# Another wild tail chase

**Posted:**December 19, 2013

**Filed under:**Programming |

**Tags:**Bytecode, recursion Leave a comment

It appears I’ve been waiting in vain! It’s been more than a month since my last blog post, and still no pull requests for TailCop! In particular, no pulls requests that implement rewriting of recursive calls to loops for instance methods. I don’t know why.

I guess it’s up to me, then.

To recap, TailCop is a simple utility I wrote to rewrite tail-recursive static methods to use loops instead (which prevents stack overflow in cases where the recursion goes very deep). The reason we shied away from instance methods last time is dynamic dispatch, which complicates matters a bit. We’ll tackle that in this blog post. To do so, however, we need to impose a couple of constraints.

First, we need to make sure that the instance method is non-virtual, that is, that it cannot be overridden in a subclass. Why? Well, let’s suppose you let **Add** be virtual, so that people may override it. Sounds reasonable? If it isn’t overridden, then it will behave just the same whether or not it’s rewritten. If it *is* overridden, then it shouldn’t matter if we override the recursive or the rewritten version, right? Well, you’d think, but unfortunately that’s not the case.

Say you decided to make **Add** virtual and rewrote it using TailCop. A few months pass by. Along comes your enthusiastic, dim-witted co-worker, ready to redefine the semantics of **Add**. He’s been reading up on object-orientation and is highly motivated to put all his hard-won knowledge to work. Unfortunately, he didn’t quite get to the Liskov thing, and so he ends up with this:

So while he overrides the **Add** method in a subclass, he doesn’t replace it wholesale – he still invokes the original **Add** method as well. But then we have a problem. Due to dynamic dispatch, the recursive **Add** call in **Adder** will invoke **BlackAdder.Add** which will then invoke **Adder.Add** and so forth. Basically we’re taking the elevator up and down in the inheritance hierarchy. If we rewrite **Adder.Add** to use a loop, we will never be allowed to take the elevator back down to **BlackAdder.Add**. Obviously, then, the rewrite is not safe. Running **BlackAdder.Add(30, 30)** yields **90** with the original recursive version of **Adder.Add** and **61** with the rewritten version. Long story short: we will not rewrite virtual methods.

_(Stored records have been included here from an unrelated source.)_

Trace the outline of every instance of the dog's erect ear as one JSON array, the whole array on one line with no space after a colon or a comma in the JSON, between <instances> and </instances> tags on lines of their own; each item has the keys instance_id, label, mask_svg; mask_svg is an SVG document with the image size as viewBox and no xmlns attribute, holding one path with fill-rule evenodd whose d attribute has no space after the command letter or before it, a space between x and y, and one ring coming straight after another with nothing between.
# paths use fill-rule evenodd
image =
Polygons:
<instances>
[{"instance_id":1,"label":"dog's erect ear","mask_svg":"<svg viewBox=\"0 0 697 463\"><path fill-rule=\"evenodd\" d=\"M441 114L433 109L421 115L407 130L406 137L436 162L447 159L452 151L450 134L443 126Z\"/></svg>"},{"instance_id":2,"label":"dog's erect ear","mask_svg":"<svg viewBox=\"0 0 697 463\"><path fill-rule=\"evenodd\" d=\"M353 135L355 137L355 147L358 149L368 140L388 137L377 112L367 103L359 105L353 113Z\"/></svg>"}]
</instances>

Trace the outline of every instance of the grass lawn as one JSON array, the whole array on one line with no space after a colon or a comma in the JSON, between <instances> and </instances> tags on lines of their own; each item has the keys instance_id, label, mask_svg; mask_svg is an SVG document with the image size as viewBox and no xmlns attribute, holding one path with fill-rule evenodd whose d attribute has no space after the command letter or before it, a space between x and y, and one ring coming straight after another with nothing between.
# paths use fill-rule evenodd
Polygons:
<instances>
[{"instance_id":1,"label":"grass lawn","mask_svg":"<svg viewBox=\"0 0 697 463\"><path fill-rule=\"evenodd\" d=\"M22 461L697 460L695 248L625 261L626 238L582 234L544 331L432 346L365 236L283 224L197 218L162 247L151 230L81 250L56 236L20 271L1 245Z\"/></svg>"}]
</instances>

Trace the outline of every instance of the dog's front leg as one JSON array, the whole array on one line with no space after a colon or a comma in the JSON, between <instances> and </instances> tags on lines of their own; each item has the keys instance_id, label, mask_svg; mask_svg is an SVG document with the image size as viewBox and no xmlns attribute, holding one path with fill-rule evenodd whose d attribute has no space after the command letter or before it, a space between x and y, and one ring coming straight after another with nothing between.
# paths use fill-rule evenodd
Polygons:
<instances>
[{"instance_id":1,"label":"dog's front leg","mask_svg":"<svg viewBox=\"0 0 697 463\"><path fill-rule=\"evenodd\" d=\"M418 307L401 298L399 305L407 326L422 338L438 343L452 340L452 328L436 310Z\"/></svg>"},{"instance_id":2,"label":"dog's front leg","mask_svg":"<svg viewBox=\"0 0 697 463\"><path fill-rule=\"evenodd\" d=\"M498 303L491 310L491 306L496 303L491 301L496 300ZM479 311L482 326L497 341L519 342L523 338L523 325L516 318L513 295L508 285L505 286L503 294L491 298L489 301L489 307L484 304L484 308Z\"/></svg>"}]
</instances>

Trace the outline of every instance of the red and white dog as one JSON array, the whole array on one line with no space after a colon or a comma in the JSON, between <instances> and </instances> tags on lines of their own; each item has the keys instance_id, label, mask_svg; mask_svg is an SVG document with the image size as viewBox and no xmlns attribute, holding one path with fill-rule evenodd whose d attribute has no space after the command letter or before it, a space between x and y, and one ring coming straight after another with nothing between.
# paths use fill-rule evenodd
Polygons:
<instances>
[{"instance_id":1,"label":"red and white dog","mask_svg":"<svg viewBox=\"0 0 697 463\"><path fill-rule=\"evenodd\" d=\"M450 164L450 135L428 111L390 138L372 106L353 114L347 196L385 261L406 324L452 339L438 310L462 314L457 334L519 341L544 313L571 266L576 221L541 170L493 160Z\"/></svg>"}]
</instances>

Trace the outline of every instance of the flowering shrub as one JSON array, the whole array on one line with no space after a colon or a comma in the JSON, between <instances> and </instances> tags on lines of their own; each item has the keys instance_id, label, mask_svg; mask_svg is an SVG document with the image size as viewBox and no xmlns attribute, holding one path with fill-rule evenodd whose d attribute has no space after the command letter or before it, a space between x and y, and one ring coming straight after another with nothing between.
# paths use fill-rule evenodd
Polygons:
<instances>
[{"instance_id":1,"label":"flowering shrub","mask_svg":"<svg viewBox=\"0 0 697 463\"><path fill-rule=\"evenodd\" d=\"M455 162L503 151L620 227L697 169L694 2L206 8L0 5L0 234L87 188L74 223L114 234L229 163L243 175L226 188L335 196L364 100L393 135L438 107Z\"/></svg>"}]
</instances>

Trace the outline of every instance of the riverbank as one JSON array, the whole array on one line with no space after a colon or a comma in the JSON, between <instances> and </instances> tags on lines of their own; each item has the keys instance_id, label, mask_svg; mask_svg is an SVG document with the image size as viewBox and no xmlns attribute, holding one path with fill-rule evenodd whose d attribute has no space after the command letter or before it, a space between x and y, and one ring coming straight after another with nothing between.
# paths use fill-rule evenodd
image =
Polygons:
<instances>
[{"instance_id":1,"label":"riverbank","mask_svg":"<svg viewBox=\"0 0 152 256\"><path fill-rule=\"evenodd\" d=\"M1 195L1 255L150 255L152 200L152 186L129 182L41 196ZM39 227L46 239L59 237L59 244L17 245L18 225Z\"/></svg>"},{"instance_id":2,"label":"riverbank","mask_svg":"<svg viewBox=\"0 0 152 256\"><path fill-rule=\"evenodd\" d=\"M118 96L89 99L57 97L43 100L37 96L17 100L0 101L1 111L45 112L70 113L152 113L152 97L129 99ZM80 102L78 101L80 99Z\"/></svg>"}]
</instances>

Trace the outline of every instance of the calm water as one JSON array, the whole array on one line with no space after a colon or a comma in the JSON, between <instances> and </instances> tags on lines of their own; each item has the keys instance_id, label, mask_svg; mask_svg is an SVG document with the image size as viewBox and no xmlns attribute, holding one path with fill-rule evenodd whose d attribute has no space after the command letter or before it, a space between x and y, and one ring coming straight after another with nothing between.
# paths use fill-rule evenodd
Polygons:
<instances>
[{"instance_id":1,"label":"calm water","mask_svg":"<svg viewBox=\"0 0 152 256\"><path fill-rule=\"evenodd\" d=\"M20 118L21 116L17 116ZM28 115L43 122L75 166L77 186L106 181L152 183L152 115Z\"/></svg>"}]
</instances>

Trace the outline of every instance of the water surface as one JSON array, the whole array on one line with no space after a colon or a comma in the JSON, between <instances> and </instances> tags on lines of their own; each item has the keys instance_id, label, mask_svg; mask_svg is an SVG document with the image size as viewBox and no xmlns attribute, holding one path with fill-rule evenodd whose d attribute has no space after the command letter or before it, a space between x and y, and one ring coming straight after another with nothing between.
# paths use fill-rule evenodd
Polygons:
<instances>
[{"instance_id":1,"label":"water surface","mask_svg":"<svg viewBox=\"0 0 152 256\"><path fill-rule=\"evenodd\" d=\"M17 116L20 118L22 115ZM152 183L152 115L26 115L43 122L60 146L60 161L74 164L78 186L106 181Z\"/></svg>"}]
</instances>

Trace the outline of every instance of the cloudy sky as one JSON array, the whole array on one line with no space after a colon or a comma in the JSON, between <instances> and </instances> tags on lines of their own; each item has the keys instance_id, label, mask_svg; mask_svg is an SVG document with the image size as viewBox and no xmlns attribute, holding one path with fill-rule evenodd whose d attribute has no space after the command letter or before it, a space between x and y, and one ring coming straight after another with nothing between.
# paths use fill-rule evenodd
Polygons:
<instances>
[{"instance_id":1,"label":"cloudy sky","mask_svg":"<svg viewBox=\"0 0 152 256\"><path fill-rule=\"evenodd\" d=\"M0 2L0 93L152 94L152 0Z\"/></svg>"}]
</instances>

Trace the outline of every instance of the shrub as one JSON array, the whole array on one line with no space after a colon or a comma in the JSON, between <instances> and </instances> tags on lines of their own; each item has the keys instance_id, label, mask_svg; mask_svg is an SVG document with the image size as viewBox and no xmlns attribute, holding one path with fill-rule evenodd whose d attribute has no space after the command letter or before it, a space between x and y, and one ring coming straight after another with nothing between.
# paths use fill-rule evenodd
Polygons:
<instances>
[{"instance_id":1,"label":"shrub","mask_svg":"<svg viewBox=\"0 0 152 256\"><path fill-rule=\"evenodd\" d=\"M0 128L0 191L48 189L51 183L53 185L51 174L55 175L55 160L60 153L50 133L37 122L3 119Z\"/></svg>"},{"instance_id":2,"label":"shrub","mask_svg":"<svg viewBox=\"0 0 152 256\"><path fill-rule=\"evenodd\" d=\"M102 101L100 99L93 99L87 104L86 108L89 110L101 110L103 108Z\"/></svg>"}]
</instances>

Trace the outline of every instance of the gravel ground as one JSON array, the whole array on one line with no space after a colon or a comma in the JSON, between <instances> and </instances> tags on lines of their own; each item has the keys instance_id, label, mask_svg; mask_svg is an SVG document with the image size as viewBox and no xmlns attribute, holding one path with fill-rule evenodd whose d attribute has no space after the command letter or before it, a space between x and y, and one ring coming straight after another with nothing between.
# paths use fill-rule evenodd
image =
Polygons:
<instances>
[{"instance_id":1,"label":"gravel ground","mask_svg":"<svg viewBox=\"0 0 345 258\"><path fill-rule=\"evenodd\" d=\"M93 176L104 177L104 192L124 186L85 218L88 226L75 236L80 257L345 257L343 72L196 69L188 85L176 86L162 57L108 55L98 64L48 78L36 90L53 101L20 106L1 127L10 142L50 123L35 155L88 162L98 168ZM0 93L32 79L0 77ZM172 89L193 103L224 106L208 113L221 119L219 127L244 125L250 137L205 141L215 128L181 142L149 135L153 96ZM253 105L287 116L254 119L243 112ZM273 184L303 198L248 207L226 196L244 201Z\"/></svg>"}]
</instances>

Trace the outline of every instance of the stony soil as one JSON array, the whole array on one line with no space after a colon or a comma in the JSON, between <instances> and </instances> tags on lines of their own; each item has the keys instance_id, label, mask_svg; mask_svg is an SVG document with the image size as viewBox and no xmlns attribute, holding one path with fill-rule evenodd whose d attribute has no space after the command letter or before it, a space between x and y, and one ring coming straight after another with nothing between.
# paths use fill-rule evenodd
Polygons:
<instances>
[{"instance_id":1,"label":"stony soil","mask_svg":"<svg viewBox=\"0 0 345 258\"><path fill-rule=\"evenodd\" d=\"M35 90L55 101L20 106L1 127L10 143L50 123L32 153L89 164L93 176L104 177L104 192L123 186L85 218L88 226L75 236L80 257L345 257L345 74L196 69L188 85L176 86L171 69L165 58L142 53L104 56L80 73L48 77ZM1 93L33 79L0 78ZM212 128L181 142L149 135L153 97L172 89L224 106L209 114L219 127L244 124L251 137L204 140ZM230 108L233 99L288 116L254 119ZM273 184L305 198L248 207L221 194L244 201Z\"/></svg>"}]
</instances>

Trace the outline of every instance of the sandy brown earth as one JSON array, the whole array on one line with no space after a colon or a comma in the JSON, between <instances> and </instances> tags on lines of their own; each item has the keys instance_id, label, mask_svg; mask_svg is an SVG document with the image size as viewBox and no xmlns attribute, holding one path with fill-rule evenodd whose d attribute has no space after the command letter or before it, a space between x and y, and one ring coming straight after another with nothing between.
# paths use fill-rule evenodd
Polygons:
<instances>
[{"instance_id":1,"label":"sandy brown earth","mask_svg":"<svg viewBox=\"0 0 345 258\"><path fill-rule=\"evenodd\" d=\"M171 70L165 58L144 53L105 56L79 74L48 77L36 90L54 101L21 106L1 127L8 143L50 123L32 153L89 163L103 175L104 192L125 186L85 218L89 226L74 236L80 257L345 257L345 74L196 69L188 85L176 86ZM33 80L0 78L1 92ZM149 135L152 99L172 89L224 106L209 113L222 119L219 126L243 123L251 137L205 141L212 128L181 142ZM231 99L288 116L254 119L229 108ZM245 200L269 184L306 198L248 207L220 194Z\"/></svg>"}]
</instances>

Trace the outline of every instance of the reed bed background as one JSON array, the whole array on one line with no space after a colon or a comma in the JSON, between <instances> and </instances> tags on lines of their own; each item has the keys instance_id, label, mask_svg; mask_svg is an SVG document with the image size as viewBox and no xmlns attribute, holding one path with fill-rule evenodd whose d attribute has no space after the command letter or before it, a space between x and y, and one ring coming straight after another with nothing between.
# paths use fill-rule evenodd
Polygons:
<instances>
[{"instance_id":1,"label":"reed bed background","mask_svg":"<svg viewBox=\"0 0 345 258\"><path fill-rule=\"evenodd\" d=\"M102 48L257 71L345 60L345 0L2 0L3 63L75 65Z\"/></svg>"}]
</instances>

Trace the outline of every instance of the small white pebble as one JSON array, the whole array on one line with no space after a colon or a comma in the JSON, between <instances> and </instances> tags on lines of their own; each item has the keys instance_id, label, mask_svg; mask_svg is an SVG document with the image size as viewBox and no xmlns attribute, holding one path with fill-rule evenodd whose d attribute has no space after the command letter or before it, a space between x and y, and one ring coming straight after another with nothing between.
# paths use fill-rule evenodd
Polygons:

Our second constraint is that, obviously, the recursive call has to be made on the same object instance. If we call the *same* method on a *different* instance, there’s no guarantee that we’ll get the same result. For instance, if the calculation relies on object state in any way, we’re toast. So we need to invoke the method on *this*, not *that*. So how do we ensure that a recursive call is always made on the same instance – that is, on *this*? Well, obviously we need to be in a situation where the evaluation stack contains a reference to *this* in the right place when we’re making the recursive call. In IL, the *this* parameter to instance methods is always passed explicitly, unlike in C#. So a C# instance method with *n* parameters is represented as a method with *n+1* parameters on the IL level. The additional parameter in IL is for the *this* reference, and is passed as the first parameter to the instance method. (This is similar to Python, where the *self* parameter is always passed explicitly to instance methods.) So anyways, if we take the evaluation stack at the point of a call to an instance methods and pop off *n* values (corresponding to the *n* parameters in the C# method), we should find a *this* there. If we find something else, we won’t rewrite.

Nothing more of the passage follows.